AsianScientist (Apr. 21, 2025) – Researchers from Japan have developed a new gene therapy to treat genetic hearing loss. Most cases of hereditary deafness are linked to mutations in the gene GJB2, which encodes the protein Connexin 26 (CX26). CX26 plays a vital role in building gap junctions, channels between cells that make cell-to-cell communication possible. Mutations in GJB2 often lead to fragmentation of gap junctions between inner ear cells, causing hearing loss.
“An overwhelming majority of mutations causing hereditary hearing loss involve the GJB2 gene. However, treatments that can restore hearing in patients with genetic deafness are lacking,” said Kazusaku Kamiya, associate professor at Juntendo University. “Our research can contribute to the development of gene therapy to tackle the increasing incidence of hereditary hearing loss patients.”

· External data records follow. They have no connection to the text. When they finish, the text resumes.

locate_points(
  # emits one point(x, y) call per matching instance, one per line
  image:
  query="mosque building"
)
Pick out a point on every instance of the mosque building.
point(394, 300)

The team chose to address the R75W mutation in GJB2, a dominant-negative mutation. It produces defective CX26 proteins that inhibits the functioning of wild-type CX26, so inheriting just one copy of this mutation can lead to hearing loss.
For this treatment, the researchers needed a gene editing tool and a vector to deliver it to the target cells. They first developed AAV-Sia6e, an adeno-associated virus (AAV) vector with high infectivity for inner ear cells.
To edit the gene itself, the researchers used an adenine-base editor (ABE), which alters only a single base, avoiding unwanted changes. AAV vectors can only carry genes of limited size, so the team developed a version of ABE (SaCas9-NNG-ABE8e) just small enough to be delivered by AAV-Sia6e.
When tested on human cells, the vector efficiently and accurately repaired the GJB2 R75W mutation, and restored its function in cell communication via gap junctions.
To further validate their results, the team also tested their tool on cochlear tissue from mice with the R75W mutation. After treatment, their inner ear cells had formed distinct gap junctions similar to those seen in normal cells.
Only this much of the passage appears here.